Busy Sir Francis Drake Boulevard passes through the park, and the campsites, picnic areas, and the Cross-Marin Trail all get nearly constant noise from cars roaring by on their way to Point Reyes and the West Marin towns.
Old-growth redwood hikes
* Pioneer Tree Trail (2.7 miles)
The actual Pioneer Tree is a little underwhelming, but this trail also passes through an attractive patch of old-growth redwoods located just outside the day use and camping areas.
** Bolinas Ridge (10.6 miles)
On this amazingly scenic loop you'll leave the state park and amble through hilltop cow pastures with sweeping views over the rolling grasslands of the Olema Valley.
** Barnabe Peak (5.8 miles)
This hike features a steep climb to some really magnificent views of the San Geronimo Valley and its surroundings.
The park's picnic area is in a shady second-growth redwood grove
Getting to Samuel P. Taylor State Park
Click here to see the park's location in Google Maps or in Google Street View.
If you're driving north on Highway 101, take the San Anselmo exit and drive west on Sir Francis Drake Boulevard through San Anselmo and Fairfax. The road passes through the San Geronimo Valley and, just past the tiny town of Lagunitas, enters the redwoods. A wooden sign on your left that says "Camp Taylor" marks the park entrance. There's a $6 fee to park here. If you continue down the road another mile, you'll find a pullout on the left side of the road (opposite the Devil's Gulch trailhead) where you can park for free.
One of the best things about Samuel P. Taylor State Park is the wealth of food choices available on the way to and from the park, especially along Sir Francis Drake Boulevard.
- Fairfax's newly expanded Good Earth Natural Foods now feels less like a hippie grocery store and more like a Whole Foods, but it still has a nice selection of prepared foods like hot burritos, apple fritters, and wraps.
- Just across the street, the Fat Angel Bakery has savory turnovers like ham and fontina, or maybe turkey and pesto, that make great trail lunches. There's a nice assortment of sweet baked goods as well. The pear and blue cheese scones are surprisingly delicious.
- Closer to the park, in the little town of Lagunitas, is Lagunitas Grocery, a small stare that makes good sandwiches. The store is hard to miss since it sits right on Sir Francis Drake Boulevard.
- Arti Indian Cafe is in Lagunitas, next to Lagunitas Grocery and just outside the park. It serves pretty decent Indian food, but the real draw is the small-town location in woodsy West Marin, with outdoor seating and redwood-covered hills rising all around.

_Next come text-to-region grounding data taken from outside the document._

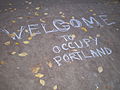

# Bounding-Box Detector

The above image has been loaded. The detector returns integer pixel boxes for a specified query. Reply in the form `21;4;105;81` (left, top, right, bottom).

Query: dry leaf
28;36;32;40
98;66;103;73
53;85;58;90
35;7;40;10
23;41;30;44
47;62;53;68
71;16;75;19
88;36;93;39
18;17;23;19
0;61;5;64
44;13;48;15
71;34;76;39
32;67;40;73
35;12;39;16
11;20;16;23
11;52;16;55
40;19;45;23
35;73;44;78
71;49;77;51
18;52;28;57
8;33;16;38
89;9;93;12
4;41;10;45
40;79;45;86
81;27;88;32
15;42;20;45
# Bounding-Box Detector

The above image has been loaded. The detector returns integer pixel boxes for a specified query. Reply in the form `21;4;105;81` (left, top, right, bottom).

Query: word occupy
0;15;115;40
52;37;112;66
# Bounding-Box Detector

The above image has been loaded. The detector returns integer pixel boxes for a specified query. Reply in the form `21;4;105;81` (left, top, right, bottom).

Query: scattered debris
32;66;40;73
4;41;10;45
23;41;30;44
40;79;45;86
53;85;58;90
35;73;44;78
18;52;28;57
98;66;103;73
81;27;88;32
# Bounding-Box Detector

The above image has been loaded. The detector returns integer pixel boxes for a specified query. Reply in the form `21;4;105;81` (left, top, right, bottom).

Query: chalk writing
52;36;112;66
0;14;115;40
53;47;112;66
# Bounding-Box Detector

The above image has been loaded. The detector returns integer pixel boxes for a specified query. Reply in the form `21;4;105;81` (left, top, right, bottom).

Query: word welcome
0;15;115;40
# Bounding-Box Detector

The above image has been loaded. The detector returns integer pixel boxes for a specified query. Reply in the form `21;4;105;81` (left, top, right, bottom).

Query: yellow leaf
40;19;45;23
11;20;16;23
81;27;88;32
15;42;20;45
32;67;40;73
35;12;39;16
11;52;16;55
18;52;28;57
28;36;32;40
35;73;44;78
98;66;103;73
35;7;40;10
23;41;30;44
53;85;58;90
40;79;45;86
47;62;53;68
4;41;10;45
89;9;93;12
44;12;48;15
71;34;76;39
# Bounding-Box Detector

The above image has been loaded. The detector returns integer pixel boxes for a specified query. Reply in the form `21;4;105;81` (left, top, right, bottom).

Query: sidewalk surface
0;0;120;90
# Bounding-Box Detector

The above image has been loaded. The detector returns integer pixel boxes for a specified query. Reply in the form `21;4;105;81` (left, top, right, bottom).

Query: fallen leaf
35;7;40;10
81;27;88;32
89;9;93;12
96;34;100;37
47;61;53;68
0;61;5;64
71;34;76;39
11;20;16;23
40;19;45;23
18;52;28;57
93;13;96;16
40;79;45;86
23;41;30;44
98;66;103;73
53;85;58;90
32;67;40;73
15;42;20;45
44;12;48;15
11;52;16;55
18;17;23;19
35;73;44;78
8;33;16;38
35;12;39;16
71;16;75;19
4;41;10;45
71;49;77;51
28;36;32;40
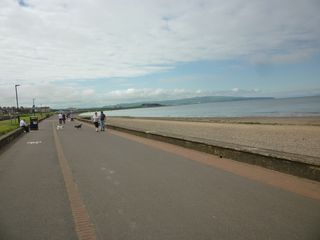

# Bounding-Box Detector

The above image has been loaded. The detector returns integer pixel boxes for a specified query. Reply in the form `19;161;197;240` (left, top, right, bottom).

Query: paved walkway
107;117;320;160
0;117;320;239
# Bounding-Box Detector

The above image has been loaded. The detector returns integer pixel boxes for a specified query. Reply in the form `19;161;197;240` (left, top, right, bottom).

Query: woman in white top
92;112;99;132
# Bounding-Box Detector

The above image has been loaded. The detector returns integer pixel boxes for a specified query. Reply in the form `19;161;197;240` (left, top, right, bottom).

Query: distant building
37;106;51;113
0;106;51;115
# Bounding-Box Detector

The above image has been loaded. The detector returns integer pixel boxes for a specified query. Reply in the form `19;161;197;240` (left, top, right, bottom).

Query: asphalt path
0;117;320;240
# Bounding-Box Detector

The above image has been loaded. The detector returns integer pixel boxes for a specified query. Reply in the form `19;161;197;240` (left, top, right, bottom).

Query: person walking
62;113;66;124
92;112;100;132
58;113;63;125
99;111;106;131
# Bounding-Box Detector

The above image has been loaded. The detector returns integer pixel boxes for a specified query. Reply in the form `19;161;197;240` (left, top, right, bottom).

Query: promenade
0;117;320;240
103;117;320;181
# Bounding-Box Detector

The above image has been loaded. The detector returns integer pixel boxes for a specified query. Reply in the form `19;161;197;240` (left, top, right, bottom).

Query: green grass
0;119;19;136
0;113;52;136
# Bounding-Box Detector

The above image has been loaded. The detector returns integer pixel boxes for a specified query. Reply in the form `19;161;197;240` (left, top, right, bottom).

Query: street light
15;84;20;122
32;98;35;115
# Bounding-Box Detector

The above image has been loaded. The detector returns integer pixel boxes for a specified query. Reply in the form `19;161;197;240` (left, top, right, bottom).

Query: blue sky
1;0;320;108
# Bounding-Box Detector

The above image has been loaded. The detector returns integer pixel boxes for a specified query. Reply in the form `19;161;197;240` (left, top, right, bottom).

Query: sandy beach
107;116;320;160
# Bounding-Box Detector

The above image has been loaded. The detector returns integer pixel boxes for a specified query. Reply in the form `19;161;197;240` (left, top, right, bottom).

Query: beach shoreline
108;116;320;126
105;116;320;159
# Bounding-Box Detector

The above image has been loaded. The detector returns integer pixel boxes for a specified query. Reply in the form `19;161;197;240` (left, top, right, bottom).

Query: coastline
108;116;320;126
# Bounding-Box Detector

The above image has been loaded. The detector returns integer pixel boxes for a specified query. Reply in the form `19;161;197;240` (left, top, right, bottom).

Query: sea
80;96;320;118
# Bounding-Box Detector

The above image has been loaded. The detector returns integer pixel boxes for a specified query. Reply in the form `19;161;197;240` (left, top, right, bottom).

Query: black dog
74;123;82;129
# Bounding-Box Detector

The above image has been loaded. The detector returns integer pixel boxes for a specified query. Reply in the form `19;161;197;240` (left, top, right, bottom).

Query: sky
0;0;320;108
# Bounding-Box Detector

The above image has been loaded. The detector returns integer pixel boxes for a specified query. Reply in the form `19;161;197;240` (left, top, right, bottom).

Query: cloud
82;89;95;96
107;87;262;103
232;88;239;92
0;85;205;107
1;0;319;107
0;83;100;108
229;88;260;95
3;82;309;108
0;0;319;86
17;0;28;7
250;48;319;65
108;88;194;100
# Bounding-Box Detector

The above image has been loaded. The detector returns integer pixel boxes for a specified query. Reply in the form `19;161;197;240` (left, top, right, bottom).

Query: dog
74;123;82;129
56;125;64;130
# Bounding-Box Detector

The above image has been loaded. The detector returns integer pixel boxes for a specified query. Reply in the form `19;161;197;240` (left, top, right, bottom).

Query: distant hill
106;103;163;110
155;96;273;106
102;96;274;110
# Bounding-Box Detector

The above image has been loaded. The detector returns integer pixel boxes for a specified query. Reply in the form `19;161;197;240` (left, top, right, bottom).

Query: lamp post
32;98;35;116
15;84;20;122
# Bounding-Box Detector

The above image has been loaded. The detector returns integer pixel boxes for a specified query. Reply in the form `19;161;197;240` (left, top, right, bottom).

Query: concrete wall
0;127;24;153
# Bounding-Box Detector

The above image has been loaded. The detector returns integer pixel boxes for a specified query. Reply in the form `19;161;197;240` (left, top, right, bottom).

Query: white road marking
27;141;42;144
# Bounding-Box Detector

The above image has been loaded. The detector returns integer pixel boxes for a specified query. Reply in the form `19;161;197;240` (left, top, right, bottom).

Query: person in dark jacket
100;111;106;131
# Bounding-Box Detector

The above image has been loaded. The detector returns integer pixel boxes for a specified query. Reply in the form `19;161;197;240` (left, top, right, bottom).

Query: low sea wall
0;127;24;153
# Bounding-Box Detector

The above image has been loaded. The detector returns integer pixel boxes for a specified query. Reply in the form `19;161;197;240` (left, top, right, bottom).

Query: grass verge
0;113;52;136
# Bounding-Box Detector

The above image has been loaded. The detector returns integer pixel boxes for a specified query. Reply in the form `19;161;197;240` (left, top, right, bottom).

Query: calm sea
81;96;320;118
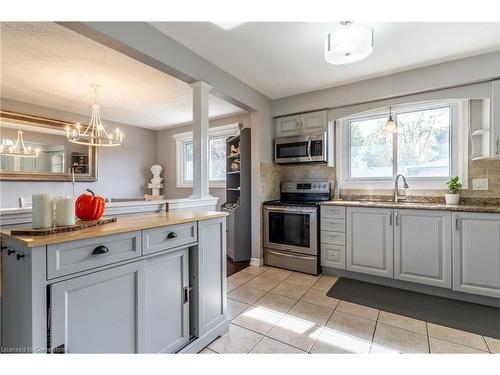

- Iron Springs Pub and Brewery, is an enjoyable and wildly popular suburban pub that's become the standard post-hike/ride spot for locals. The location in a strip mall isn't the most attractive, but the pub is bright and modern, the food and beer are great, and prices are reasonable. On any given weekend about half the tables have small children.
- Vladimir's Czechoslovakian Restaurant, in the remote Point Reyes town of Inverness, serves satisfying if somewhat pricey meals. The atmosphere is the opposite of Iron Springs — dark and old-fashioned.